The thawed sample was spun down to remove aggregates and added at a constant final concentration of ~20 nM to varying concentrations of Hsp90^open, Hsp90^closed, Hsp90:Cdc37, or Hsp90:Cdc37:CRaf^304–648. Samples were placed on microscope cover glass slides (High Precision, Deckgläser 22 × 22 mm, 170 ± 5 μm No. 1.5H) and mounted on a CorTector SX100 instrument (LightEdge Technologies, Beijing, China) equipped with a 488-nm laser. Three replicates of 10–20 10 s autocorrelation measurements per sample were recorded at room temperature. Aggregate data were discarded through curve analysis. Atto488 dye was used to calibrate the measurement volume (S). The mean of the 10–20 replicate autocorrelation measurements was then fit to an equation that accounts for single 3D diffusion and triplet dynamics, starting at autocorrelation values of 0.001 ms.
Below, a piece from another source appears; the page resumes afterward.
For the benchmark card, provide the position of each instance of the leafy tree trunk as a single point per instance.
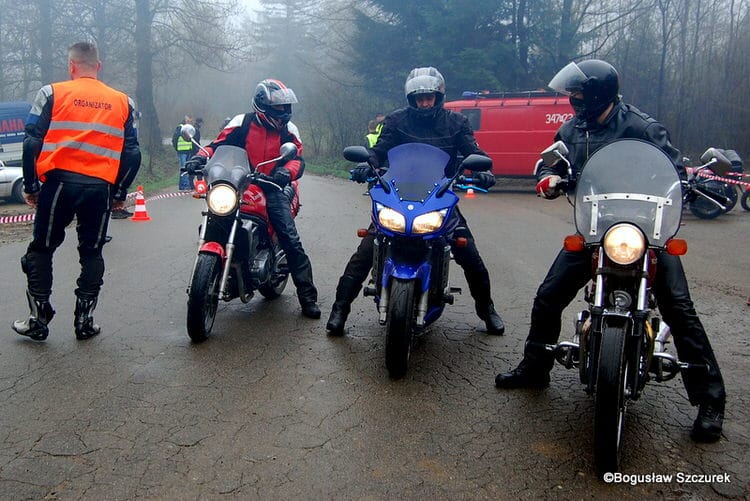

$$\,G\left(\tau \right)=\frac{1-T+T*{e}^{\frac{-\tau }{\tau T}}}{1-T}*\frac{1}{N}*\frac{1}{1+\frac{\tau }{{\tau }_{D}}}*\frac{1}{\sqrt{1+\frac{\tau }{{\tau }_{D}*{S}^{2}}}}$$

(1)

From these parameters, the radius of hydration (R_hyd) of each sample was calculated, and the values were plotted against the Hsp90 species concentration. Three replicates were then averaged, plotted, and fit with a one-site total binding nonlinear regression equation in Prism to obtain an approximate K_D value:

$$\,Y={{{{{{\rm{R}}}}}}}_{{{{{{\rm{hyd}}}}}}}{{{{{{\rm{Complex}}}}}}}_{{{\max }}}*\frac{X}{{K}_{D}+X}+{{{{{{\rm{R}}}}}}}_{{{{{{\rm{hyd}}}}}}}{{{{{\rm{PP}}}}}}5$$

(2)

The background R_hyd of PP5_free (R_hydPP5) value was fit globally amongst all samples, and the mutant samples were fit with the same R_hydComplex_max. Different K_D values were then compared to each other and assessed for the significant difference using Prism’s ordinary one-way ANOVA, with Šidák’s multiple comparisons to compare between Open/Closed and Open^{aJ del}/Closed^{aJ del}.

Reporting summary

Further information on research design is available in the Nature Portfolio Reporting Summary linked to this article.